El Ejército lleva generadores a las calles de Barcelona para recuperar la normalidad
M.J. FRANCO/ BARCELONA
El Ministerio de Defensa envió ayer quince grupos electrógenos a Barcelona, que se suman a los aportados por otros organismos y entidades para ayudar a que las personas que continuaban sin luz por tercer día consecutivo recuperaran el suministro.
Procedentes de Salamanca, Valencia y Zaragoza, los equipos permitieron llevar la luz a 1.256 viviendas de los barrios afectados por la grave avería eléctrica que se produjo el lunes poco antes de las once de la mañana y dejó sin suministro a 350.000 abonados. Un total de 43 militares se ocupan del control de los grupos electrógenos.
No es la primera vez que el Ejército presta ayuda a Cataluña en una situación de emergencia, pese a que su presencia ha sido reiteradamente cuestionada por ERC. De hecho, intentó que la movilización de unidades en las calles de Cataluña tuviese que ser aprobada y anunciada con quince días de antelación por el Congreso.
De Holanda y otros países
En esta crisis, los independentistas no han puesto ninguna pega al auxilio que presta el Ejército. En total, 134 grupos electrógenos se encuentran repartidos por la ciudad, algunos de ellos procedentes incluso de Holanda y de otros países europeos. Otros son de grandes obras como las del AVE. Ésta es una de las medidas provisionales que se habilitaron para solucionar el problema, aunque de manera muy precaria, según reconoce Fecsa-Endesa.
También se han instalado dos transformadores móviles en la subestación de Maragall, la más dañada de las tres afectadas por el cortocircuito que provocó la caída de un cable sobre otro en Collblanc. Por último, Fecsa-Endesa abrió una zanja en la calle Lepanto por la que se tendió un cableado subterráneo que conduce la electricidad desde la subestación de Vilanova hasta la de Maragall. Esta línea de apoyo permanecerá en ese lugar aun después de que el servicio se normalice.

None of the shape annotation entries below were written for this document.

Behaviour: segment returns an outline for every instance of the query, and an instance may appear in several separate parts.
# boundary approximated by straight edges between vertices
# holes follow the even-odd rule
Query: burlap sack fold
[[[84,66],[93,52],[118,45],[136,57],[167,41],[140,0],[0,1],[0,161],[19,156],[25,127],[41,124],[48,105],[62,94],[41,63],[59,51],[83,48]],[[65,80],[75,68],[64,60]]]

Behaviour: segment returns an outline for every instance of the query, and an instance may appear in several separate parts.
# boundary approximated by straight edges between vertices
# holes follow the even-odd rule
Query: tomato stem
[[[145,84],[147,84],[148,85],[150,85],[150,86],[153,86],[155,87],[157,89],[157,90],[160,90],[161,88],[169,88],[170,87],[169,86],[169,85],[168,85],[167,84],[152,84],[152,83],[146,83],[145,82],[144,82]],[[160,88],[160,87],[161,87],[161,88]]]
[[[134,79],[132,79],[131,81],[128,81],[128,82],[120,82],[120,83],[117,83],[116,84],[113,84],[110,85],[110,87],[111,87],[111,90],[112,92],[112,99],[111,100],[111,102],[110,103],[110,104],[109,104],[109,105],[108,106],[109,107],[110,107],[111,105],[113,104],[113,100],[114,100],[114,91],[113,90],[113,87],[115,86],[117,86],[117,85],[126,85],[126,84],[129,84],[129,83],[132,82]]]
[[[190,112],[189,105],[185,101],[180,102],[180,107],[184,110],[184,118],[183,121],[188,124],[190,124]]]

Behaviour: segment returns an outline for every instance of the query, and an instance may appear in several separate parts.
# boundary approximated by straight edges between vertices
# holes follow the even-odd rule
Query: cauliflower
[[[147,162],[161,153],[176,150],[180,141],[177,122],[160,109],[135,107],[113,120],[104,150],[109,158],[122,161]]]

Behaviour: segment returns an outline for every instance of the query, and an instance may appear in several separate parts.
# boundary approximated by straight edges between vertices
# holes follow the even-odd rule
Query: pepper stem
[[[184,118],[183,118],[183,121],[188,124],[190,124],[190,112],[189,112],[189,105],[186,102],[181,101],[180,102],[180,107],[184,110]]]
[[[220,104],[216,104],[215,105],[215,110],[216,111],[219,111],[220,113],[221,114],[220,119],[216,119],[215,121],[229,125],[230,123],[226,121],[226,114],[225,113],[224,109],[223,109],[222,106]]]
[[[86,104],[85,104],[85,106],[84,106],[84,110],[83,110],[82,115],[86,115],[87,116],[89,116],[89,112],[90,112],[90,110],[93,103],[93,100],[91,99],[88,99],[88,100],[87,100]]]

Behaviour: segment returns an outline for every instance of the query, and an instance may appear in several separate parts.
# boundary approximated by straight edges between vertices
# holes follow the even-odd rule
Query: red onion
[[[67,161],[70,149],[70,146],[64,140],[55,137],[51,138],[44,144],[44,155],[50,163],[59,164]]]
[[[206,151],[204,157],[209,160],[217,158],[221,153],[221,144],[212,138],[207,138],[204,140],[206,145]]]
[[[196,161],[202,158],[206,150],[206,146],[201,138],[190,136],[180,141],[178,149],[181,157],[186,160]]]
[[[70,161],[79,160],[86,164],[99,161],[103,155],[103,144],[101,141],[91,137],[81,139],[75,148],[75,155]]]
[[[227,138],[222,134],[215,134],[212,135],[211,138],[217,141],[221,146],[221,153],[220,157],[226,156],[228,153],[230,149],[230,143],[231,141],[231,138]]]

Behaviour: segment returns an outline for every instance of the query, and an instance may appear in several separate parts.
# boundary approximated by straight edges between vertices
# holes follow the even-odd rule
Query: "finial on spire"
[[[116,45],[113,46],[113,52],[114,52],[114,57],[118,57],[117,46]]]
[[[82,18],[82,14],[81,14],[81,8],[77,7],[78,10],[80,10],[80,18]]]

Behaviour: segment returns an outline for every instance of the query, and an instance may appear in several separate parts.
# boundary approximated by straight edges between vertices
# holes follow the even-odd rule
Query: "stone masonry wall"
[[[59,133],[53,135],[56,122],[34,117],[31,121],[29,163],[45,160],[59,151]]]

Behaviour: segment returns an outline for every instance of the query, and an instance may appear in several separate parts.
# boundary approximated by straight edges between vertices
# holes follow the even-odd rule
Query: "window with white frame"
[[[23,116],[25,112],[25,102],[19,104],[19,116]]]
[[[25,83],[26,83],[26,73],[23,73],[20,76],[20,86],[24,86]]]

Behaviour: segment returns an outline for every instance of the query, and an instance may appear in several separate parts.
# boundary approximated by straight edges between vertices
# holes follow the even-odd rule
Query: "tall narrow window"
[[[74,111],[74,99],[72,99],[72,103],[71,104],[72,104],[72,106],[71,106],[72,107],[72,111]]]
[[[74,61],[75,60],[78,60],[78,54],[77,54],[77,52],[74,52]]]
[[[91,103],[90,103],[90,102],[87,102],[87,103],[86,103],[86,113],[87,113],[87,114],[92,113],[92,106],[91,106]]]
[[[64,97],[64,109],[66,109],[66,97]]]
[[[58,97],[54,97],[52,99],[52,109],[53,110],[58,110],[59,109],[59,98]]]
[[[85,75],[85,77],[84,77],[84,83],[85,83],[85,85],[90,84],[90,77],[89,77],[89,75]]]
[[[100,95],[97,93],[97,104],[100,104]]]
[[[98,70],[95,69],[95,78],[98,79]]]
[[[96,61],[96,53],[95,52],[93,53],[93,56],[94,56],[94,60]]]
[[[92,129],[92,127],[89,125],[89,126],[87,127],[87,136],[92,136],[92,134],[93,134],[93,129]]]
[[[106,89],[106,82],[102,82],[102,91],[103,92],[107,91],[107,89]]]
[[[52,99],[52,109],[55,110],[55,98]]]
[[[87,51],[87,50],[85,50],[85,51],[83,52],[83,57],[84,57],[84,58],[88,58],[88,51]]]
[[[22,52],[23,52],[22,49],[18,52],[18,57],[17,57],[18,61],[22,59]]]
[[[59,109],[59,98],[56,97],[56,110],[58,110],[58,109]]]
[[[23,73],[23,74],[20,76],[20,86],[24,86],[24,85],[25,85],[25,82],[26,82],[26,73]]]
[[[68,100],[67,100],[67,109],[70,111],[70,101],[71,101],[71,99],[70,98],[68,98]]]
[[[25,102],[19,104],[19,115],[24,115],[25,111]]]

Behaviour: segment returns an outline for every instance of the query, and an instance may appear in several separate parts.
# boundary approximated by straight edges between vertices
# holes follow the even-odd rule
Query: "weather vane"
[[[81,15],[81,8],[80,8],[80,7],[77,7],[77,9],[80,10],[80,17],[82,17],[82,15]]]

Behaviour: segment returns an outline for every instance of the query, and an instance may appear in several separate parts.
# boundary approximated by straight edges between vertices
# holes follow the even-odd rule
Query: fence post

Con estas medidas, a lo largo del día se fue devolviendo la luz a los 10.000 abonados que permanecían a oscuras desde el lunes. A las ocho menos cuarto de la tarde, tras cerca de 60 horas de apagón, Fecsa-Endesa anunció que a las siete toda Barcelona había recuperado el suministro, y destacaba que 700 técnicos habían trabajado ininterrumpidamente para que ello hubiera sido posible.
No obstante, el servicio seguirá un tiempo en precario hasta el total restablecimiento de las líneas. Prueba de esa inestabilidad es que viviendas que habían recuperado la luz a media mañana volvían a perderla varias horas por la tarde.
El suministro llegaba cuando la paciencia de los afectados de los últimos barrios en recuperarlo estaba al límite, cuando no agotada. Las caceroladas de protesta que de forma espontánea protagonizaron los vecinos de Maragall la primera noche a oscuras, se ha ido extendiendo durante estos dos días por el resto de las zonas afectadas. A las caceroladas se unieron manifestaciones y cortes de tráfico, los últimos ayer por la tarde en el barrio de Gracia.
Un grupo de vecinos se concentró en el cruce de la calle Escorial con Travesera de Dalt y provocó importantes retenciones de tráfico. Muchos aseguraban que no era cierto que se hubiera restablecido el suministro, porque en sus casas seguían sin luz.
No pasó desapercibida para los barceloneses la coincidencia entre la situación que vive la ciudad y el anuncio de los favorables resultados de la empresa Endesa. Ese fue uno de los temas de conversación en la manifestación de Gracia, donde muchos vecinos sostenían que el volumen de ganancias no se traduce en inversiones, según informa Efe.